The researchers found that treatment with apple extracts promoted the proliferation of ADSCs and CB-MSCs. Apple extracts also induced the stepwise phosphorylation of p44/42 MAPK (ERK), mammalian target of rapamycin (mTOR), p70 S6 kinase (p70S6K), S6 ribosomal protein (S6RP), eukaryotic initiation factor (eIF) 4B, and eIF4E in ADSCs. p44/42 MAPK (ERK) is a signaling pathway involved in the regulation of cell proliferation and differentiation. Inhibition of this pathway results in cell apoptosis. mTOR is a key signaling node that coordinates cell cycle progression and cell growth. p70S6K is a cytokine that regulates cell growth by inducing protein synthesis. eIFs, on the other hand, are proteins or protein complexes involved in translation and protein biosynthesis.

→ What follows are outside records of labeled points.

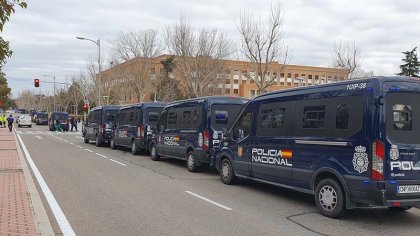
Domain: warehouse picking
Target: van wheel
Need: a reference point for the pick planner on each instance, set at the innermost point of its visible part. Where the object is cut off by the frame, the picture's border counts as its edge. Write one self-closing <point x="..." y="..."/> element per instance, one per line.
<point x="191" y="162"/>
<point x="226" y="172"/>
<point x="399" y="208"/>
<point x="153" y="153"/>
<point x="329" y="198"/>
<point x="97" y="142"/>
<point x="134" y="149"/>
<point x="112" y="144"/>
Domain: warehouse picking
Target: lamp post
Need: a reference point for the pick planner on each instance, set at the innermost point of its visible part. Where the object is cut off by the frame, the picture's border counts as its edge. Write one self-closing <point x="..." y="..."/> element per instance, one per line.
<point x="52" y="76"/>
<point x="98" y="43"/>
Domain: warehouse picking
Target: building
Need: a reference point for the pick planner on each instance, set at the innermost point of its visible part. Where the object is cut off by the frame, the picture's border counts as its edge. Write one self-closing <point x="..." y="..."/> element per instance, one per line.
<point x="237" y="79"/>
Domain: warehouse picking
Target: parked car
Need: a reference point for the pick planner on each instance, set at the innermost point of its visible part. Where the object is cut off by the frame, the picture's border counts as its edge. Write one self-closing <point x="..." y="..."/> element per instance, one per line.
<point x="25" y="120"/>
<point x="99" y="123"/>
<point x="135" y="124"/>
<point x="351" y="144"/>
<point x="62" y="117"/>
<point x="192" y="129"/>
<point x="41" y="118"/>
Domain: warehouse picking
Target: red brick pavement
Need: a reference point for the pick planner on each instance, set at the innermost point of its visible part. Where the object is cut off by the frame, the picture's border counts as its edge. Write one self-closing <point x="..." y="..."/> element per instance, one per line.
<point x="16" y="216"/>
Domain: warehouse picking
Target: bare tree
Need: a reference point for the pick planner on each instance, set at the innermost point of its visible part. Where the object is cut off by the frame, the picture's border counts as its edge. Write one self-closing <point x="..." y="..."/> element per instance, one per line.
<point x="198" y="57"/>
<point x="347" y="56"/>
<point x="144" y="43"/>
<point x="263" y="45"/>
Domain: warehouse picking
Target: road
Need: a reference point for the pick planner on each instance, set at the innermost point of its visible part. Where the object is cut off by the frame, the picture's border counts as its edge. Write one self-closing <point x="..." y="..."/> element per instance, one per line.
<point x="111" y="192"/>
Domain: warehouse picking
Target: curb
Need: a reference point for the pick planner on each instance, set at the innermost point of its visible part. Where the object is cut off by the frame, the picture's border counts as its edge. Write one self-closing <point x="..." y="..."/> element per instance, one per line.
<point x="40" y="217"/>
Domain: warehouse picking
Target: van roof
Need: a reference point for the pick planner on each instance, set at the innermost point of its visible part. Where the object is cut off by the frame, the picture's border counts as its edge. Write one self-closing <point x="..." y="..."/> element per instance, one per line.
<point x="378" y="79"/>
<point x="106" y="107"/>
<point x="146" y="104"/>
<point x="212" y="99"/>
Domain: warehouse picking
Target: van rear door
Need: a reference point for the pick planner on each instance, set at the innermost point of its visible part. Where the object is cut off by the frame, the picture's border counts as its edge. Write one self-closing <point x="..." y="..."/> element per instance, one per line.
<point x="402" y="121"/>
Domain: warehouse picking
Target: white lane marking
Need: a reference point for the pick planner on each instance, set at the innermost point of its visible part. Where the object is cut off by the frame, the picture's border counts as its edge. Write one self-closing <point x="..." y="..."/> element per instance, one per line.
<point x="117" y="162"/>
<point x="101" y="155"/>
<point x="62" y="221"/>
<point x="210" y="201"/>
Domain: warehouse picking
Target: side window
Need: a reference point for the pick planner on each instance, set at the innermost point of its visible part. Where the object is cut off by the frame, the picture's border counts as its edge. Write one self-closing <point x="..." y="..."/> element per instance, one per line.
<point x="186" y="118"/>
<point x="313" y="117"/>
<point x="242" y="127"/>
<point x="342" y="116"/>
<point x="162" y="121"/>
<point x="402" y="117"/>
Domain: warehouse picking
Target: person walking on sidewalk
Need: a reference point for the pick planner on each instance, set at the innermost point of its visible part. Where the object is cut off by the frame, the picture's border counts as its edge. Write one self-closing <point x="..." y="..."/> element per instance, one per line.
<point x="10" y="122"/>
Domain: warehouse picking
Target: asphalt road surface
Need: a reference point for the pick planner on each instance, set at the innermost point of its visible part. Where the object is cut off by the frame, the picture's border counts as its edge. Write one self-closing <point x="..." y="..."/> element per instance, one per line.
<point x="111" y="192"/>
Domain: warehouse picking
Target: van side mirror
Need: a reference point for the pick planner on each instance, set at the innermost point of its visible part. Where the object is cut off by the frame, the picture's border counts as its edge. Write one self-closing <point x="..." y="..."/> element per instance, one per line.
<point x="226" y="134"/>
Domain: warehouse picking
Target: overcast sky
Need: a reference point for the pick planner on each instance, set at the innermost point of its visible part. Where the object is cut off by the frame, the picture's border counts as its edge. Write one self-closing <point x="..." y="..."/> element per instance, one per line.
<point x="43" y="39"/>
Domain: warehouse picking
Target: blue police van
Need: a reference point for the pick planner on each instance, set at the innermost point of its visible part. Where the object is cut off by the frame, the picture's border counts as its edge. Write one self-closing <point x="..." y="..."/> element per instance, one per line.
<point x="134" y="126"/>
<point x="62" y="117"/>
<point x="191" y="129"/>
<point x="98" y="125"/>
<point x="351" y="144"/>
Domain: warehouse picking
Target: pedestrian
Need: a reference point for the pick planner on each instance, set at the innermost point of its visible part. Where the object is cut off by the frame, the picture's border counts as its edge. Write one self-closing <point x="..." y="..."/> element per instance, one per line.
<point x="75" y="124"/>
<point x="58" y="125"/>
<point x="71" y="123"/>
<point x="10" y="122"/>
<point x="2" y="121"/>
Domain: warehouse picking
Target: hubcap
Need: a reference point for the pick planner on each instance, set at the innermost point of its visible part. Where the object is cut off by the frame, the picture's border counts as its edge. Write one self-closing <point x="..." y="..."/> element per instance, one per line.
<point x="225" y="170"/>
<point x="191" y="161"/>
<point x="328" y="198"/>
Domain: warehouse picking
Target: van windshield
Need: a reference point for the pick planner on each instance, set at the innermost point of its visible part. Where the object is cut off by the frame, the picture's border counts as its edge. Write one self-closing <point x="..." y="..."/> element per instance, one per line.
<point x="40" y="115"/>
<point x="110" y="115"/>
<point x="152" y="115"/>
<point x="60" y="117"/>
<point x="403" y="112"/>
<point x="224" y="115"/>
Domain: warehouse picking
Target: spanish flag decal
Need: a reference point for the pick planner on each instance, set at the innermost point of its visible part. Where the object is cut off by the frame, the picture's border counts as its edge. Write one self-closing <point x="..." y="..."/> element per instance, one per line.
<point x="286" y="154"/>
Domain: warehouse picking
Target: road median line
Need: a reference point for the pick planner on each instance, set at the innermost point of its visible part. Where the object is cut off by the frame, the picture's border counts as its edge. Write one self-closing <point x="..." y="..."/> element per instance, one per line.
<point x="208" y="200"/>
<point x="62" y="221"/>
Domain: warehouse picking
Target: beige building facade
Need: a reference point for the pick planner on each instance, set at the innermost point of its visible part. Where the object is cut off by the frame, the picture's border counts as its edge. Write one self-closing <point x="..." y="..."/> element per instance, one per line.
<point x="238" y="78"/>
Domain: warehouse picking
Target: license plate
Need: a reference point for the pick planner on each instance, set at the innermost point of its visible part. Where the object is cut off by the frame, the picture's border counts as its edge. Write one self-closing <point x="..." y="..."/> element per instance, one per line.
<point x="408" y="189"/>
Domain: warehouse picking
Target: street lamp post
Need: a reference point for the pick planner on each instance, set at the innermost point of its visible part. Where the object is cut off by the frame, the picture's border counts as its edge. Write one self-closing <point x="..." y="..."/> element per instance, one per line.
<point x="98" y="43"/>
<point x="52" y="76"/>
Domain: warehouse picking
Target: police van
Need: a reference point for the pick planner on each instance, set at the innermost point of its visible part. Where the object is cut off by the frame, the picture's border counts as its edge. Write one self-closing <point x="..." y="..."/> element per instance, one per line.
<point x="98" y="124"/>
<point x="351" y="144"/>
<point x="134" y="126"/>
<point x="192" y="129"/>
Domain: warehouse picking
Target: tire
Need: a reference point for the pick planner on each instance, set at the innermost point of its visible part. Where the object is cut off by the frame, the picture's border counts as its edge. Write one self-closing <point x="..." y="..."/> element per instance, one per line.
<point x="329" y="198"/>
<point x="400" y="209"/>
<point x="134" y="148"/>
<point x="112" y="144"/>
<point x="153" y="153"/>
<point x="97" y="142"/>
<point x="227" y="175"/>
<point x="192" y="162"/>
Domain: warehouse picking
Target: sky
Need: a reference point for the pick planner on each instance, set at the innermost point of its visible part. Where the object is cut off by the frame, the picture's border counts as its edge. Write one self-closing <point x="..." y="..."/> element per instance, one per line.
<point x="43" y="36"/>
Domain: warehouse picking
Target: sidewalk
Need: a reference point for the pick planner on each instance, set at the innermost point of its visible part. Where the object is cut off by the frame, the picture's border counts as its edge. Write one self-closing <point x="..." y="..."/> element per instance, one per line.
<point x="17" y="215"/>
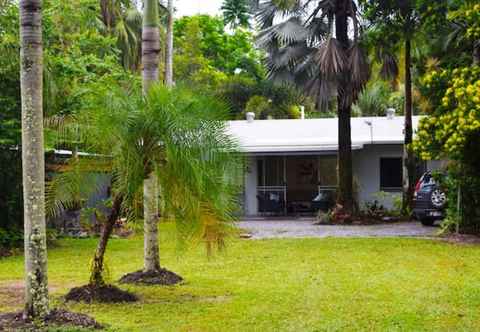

The researchers also reported that apple extracts significantly induced the production of vascular endothelial growth factor (VEGF) and interleukin-6 (IL-6) in both ADSCs and CB-MSCs. VEGF is a potent angiogenic factor, which means it promotes the formation of blood vessels. VEGF also plays a role in other physiological functions, such as hematopoiesis, wound healing, and development. IL-6 is a promoter of proliferation. The researchers further confirmed that the apple extract-induced proliferation of ADSCs under serum-free conditions is mediated by ERK-dependent cytokine production because when they pre-treated cells with PD98059, a specific ERK inhibitor, it inhibited the phosphorylation of the mTOR/p70S6K/S6RP/eIF4B/eIF4E pathway.

Based on these findings, the researchers concluded that extracts from apples are potent pro-proliferative agents, and the beneficial effect of apple extract on the proliferation of ASCs may overcome the limitation in their therapeutic use in tissue regeneration.